In 1921, factions were banned in the Russian Communist Party (Bolsheviks) according to democratic centralism. Vladimir Lenin described the ban as temporary and had criticised a proposed amendment for a permanent ban as "excessive" and "impracticable". Contemporary analysts deemed it a temporary ban.

==Background and context==

Since 1920 a majority of the Congress of the Communist Party of the Soviet Union had become concerned about oppositionist groups within the Communist Party. For example, the Democratic Centralists had been set up in March 1919 and by 1921 Alexander Shliapnikov had set up the Workers' Opposition. Prior to the introduction of the factional ban in 1921, Leon Trotsky had a considerable following among the party activists and members of the Central Committee against the narrow majority supporting Lenin. His supporters also controlled the newly established Orgburo and the Party Secretariat before the appointment of Joseph Stalin as General Secretary. The Congress regarded these as distractions within the party when unity was needed in order to neutralise the major crises of 1921, such as the famines, and Kronstadt rebellion.

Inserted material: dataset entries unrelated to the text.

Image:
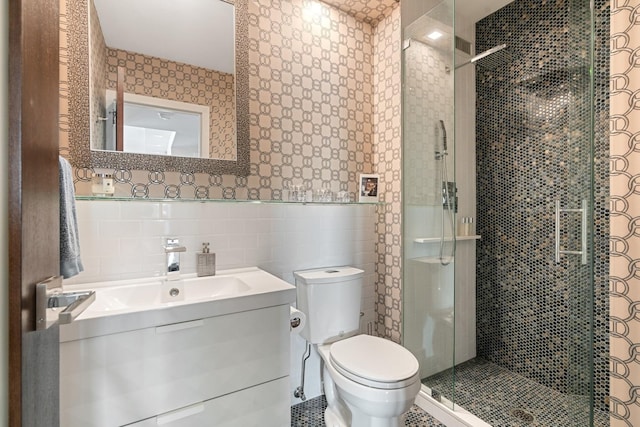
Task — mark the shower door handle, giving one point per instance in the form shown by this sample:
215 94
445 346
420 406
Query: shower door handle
583 232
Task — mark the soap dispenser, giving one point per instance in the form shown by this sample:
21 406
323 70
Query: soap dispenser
206 262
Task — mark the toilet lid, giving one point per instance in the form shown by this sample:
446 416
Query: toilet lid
374 361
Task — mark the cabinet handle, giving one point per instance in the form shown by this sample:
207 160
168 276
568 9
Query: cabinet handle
179 414
179 326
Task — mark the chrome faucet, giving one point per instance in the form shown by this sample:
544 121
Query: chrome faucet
173 249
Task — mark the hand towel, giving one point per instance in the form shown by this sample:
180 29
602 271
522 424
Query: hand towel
70 262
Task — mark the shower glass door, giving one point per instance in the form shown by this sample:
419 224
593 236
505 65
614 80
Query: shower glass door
429 196
532 300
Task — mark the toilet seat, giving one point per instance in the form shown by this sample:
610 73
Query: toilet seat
374 362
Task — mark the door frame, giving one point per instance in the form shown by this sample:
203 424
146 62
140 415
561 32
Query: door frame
33 207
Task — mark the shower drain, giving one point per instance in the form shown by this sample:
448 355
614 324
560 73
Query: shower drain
522 415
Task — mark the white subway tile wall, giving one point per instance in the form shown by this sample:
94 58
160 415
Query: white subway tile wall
124 239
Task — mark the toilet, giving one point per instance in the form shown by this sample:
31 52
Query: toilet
368 381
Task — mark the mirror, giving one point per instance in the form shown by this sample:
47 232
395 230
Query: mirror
188 80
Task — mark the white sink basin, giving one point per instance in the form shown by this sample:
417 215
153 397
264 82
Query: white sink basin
159 293
132 304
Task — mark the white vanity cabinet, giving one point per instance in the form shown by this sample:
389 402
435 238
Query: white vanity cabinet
226 370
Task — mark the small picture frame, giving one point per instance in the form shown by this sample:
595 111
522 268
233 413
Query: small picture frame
368 187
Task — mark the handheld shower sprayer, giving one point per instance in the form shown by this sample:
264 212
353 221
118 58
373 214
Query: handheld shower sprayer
444 137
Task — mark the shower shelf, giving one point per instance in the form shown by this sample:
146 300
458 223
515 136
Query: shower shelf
448 239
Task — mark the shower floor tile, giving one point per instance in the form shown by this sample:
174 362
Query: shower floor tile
503 398
311 414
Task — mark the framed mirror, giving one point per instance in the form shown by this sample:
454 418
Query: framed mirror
180 83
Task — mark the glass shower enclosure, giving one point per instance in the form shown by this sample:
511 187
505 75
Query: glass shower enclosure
508 304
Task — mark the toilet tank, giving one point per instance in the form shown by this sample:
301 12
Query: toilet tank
330 298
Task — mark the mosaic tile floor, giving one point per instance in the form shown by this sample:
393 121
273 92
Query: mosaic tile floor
505 399
311 414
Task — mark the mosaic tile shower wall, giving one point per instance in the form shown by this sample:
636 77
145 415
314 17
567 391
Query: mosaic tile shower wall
527 158
625 214
387 161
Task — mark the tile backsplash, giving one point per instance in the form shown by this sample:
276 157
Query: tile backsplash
124 239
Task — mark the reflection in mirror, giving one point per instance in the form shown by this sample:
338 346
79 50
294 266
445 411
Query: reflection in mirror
162 76
158 126
164 51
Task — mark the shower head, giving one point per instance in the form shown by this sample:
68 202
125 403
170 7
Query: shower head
492 58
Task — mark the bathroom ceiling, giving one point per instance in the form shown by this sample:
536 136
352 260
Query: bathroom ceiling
370 11
373 11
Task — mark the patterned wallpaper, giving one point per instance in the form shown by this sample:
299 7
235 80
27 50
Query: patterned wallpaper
317 110
310 110
625 214
387 160
161 78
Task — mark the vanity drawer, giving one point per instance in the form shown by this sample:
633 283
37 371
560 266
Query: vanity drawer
118 379
261 405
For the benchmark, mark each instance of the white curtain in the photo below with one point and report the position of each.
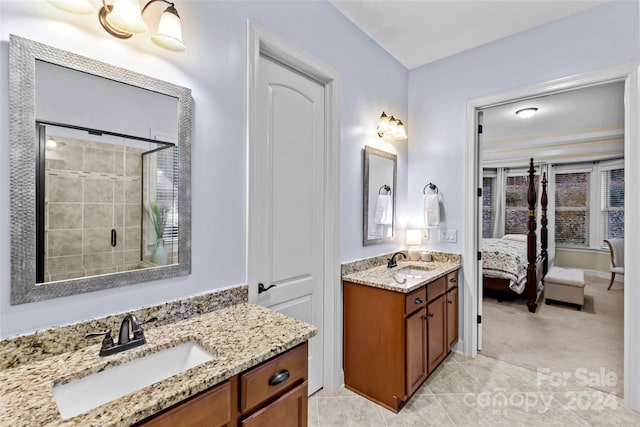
(501, 201)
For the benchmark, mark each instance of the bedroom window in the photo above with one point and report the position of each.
(572, 190)
(517, 207)
(612, 203)
(488, 205)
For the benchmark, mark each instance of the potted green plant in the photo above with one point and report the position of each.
(157, 217)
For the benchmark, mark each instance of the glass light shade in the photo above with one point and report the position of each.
(383, 124)
(393, 127)
(527, 113)
(400, 132)
(414, 237)
(126, 16)
(81, 7)
(169, 34)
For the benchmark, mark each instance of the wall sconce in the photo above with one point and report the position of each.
(124, 18)
(391, 127)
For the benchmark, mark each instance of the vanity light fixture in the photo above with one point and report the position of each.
(124, 18)
(391, 127)
(527, 113)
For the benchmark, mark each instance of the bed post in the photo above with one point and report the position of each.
(544, 201)
(532, 253)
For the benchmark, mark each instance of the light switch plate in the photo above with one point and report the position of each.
(449, 236)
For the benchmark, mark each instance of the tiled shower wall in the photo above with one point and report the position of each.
(91, 188)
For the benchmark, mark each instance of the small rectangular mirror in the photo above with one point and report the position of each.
(379, 192)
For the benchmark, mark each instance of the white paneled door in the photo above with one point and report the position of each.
(286, 201)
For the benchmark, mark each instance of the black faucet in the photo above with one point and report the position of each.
(130, 336)
(391, 262)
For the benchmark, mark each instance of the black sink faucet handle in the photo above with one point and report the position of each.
(107, 341)
(391, 262)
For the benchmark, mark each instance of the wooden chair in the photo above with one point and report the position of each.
(616, 249)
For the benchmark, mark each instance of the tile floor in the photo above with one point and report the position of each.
(479, 392)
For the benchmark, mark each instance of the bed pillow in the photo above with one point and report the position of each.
(516, 237)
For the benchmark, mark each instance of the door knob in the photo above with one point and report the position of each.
(262, 289)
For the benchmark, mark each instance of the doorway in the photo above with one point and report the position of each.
(290, 244)
(472, 300)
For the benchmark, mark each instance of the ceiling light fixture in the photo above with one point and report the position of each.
(391, 127)
(527, 113)
(124, 18)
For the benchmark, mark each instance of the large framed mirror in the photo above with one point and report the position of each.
(379, 190)
(100, 175)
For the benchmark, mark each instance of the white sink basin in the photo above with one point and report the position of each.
(84, 394)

==Resolution on Party Unity 1921==

Factions were also commencing to criticize Lenin's leadership. Consequently, the 10th Party Congress passed a Resolution On Party Unity, a ban on factions to eliminate factionalism within the party in 1921. The resolution stated as follows.

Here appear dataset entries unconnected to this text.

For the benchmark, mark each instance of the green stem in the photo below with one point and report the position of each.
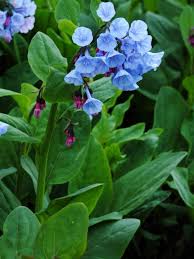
(44, 150)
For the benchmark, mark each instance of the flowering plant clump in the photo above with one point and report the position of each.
(122, 52)
(16, 16)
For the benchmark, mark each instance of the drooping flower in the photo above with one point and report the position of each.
(85, 64)
(82, 36)
(106, 42)
(79, 99)
(39, 106)
(92, 106)
(106, 11)
(17, 16)
(70, 136)
(3, 128)
(115, 59)
(74, 77)
(124, 81)
(190, 39)
(152, 60)
(119, 28)
(101, 66)
(138, 30)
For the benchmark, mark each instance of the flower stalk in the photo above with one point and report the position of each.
(44, 150)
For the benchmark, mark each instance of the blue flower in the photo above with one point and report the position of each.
(152, 60)
(106, 11)
(3, 16)
(17, 20)
(82, 36)
(135, 63)
(119, 28)
(3, 128)
(128, 46)
(92, 106)
(85, 64)
(28, 24)
(16, 3)
(124, 81)
(138, 30)
(74, 78)
(115, 59)
(100, 65)
(106, 42)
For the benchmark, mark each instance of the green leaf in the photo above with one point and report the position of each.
(20, 230)
(22, 101)
(30, 168)
(110, 240)
(69, 9)
(60, 166)
(180, 177)
(64, 234)
(121, 136)
(88, 195)
(8, 202)
(187, 132)
(141, 151)
(135, 187)
(188, 84)
(103, 89)
(20, 47)
(91, 174)
(16, 122)
(108, 217)
(44, 56)
(7, 171)
(186, 24)
(170, 111)
(17, 135)
(56, 90)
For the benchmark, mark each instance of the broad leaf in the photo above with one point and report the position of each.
(109, 240)
(63, 235)
(95, 169)
(135, 187)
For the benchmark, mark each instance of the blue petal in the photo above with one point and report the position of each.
(115, 59)
(106, 42)
(124, 81)
(82, 36)
(119, 28)
(152, 60)
(144, 45)
(85, 64)
(3, 16)
(138, 30)
(92, 106)
(74, 78)
(135, 63)
(100, 65)
(3, 128)
(106, 11)
(129, 47)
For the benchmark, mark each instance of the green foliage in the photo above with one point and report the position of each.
(64, 234)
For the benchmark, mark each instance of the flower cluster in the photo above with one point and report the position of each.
(16, 16)
(3, 128)
(70, 136)
(39, 106)
(122, 52)
(191, 37)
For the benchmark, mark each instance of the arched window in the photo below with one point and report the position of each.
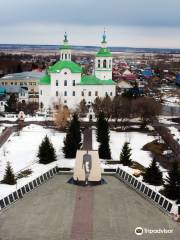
(104, 63)
(99, 63)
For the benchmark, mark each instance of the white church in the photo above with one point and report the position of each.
(64, 82)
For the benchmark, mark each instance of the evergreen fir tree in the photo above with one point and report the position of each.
(70, 146)
(102, 127)
(125, 156)
(104, 150)
(172, 183)
(11, 103)
(102, 135)
(46, 153)
(153, 175)
(9, 177)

- Under the present conditions (apparently, the ongoing Kronstadt rebellion), party unity was more necessary than ever.
- The Kronstadt rebellion was being exploited by "the bourgeois counter-revolutionaries and whiteguards in all countries of the world" in order to "secure the overthrow of the dictatorship of the proletariat in Russia".
- Criticism, "while absolutely necessary", was supposed to be "submitted immediately, without any delay", that is, without prior deliberation in any faction, "for consideration and decision to the leading local and central bodies of the Party."
- The "deviation towards syndicalism and anarchism" was rejected "in principle", but the central proposals of the Democratic Centralism group were accepted.
- All factions were dissolved.

==The ban on factions after Lenin's death==
Faction members (such as members of "Workers' Truth") would be expelled from the Party in December 1923. Big opposition factions (such as Leon Trotsky's 'Left Opposition' and such as oppositionist groups around Nikolai Bukharin and Grigory Zinoviev) again appeared after the civil war ended. These factions were tolerated for several years, leading some Marxists to claim that the ban on factions was intended to be temporary. When Trotsky and Zinoviev were expelled on November 12, 1927, the ban on factions was however used to justify this. Lenin himself had held the position that a permanent ban on oppositional platforms was impossible to implement, noting that if a question such as the Brest-Litovsk peace were to come up again, voting based on platforms would be necessary. Regardless, voting upon such oppositional platforms was considered factionalism and thus banned during Stalin's reign.

Historians T. H. Rigby and Sheila Fitzpatrick believe that the autumn purges of 1921 were also connected to the ban on factions. In the process of the purge, every Communist was subpoenaed in front of a purge commission and forced to justify their credentials as a revolutionary; Lenin argued this was necessary as to not cause the direction of the revolution to be deviated from its original aim. Admittedly, the purges were officially not directed against oppositionists, but against careerists and class enemies. Indeed, the Central Committee circular on the purge went as far as to explicitly ban its potential use to repress "people with other ideas in the party (such as the Worker's Opposition, for example)". While acknowledging this, Fitzpatrick and Rigby nevertheless consider it "difficult to believe that no Oppositionists were among the almost 25% of party members judged unworthy". Still, such use of that first purge must have been limited, since no prominent members of the opposition factions were purged, and they never complained of such a thing, while still being outspoken about other forms of mistreatment. Critics such as the anarchist Murray Bookchin, whilst acknowledging that the ban was "temporary," claim that nothing in Lenin's actions or writings indicate that he would repeal the ban.

Historian Vadim Rogovin stated that the banning of factions was not intended to translate into a ban of inner-party discussions and cited a statement from the Tenth Congress of the RKP which stated "wide discussions on all the most important questions, discussions about them with full freedom of inner-party criticism". Rogovin also cited Lenin's concluding speech on party unity in 1921 which spoke out against a proposed amendment that would have forbidden elections to the Congress according to platforms.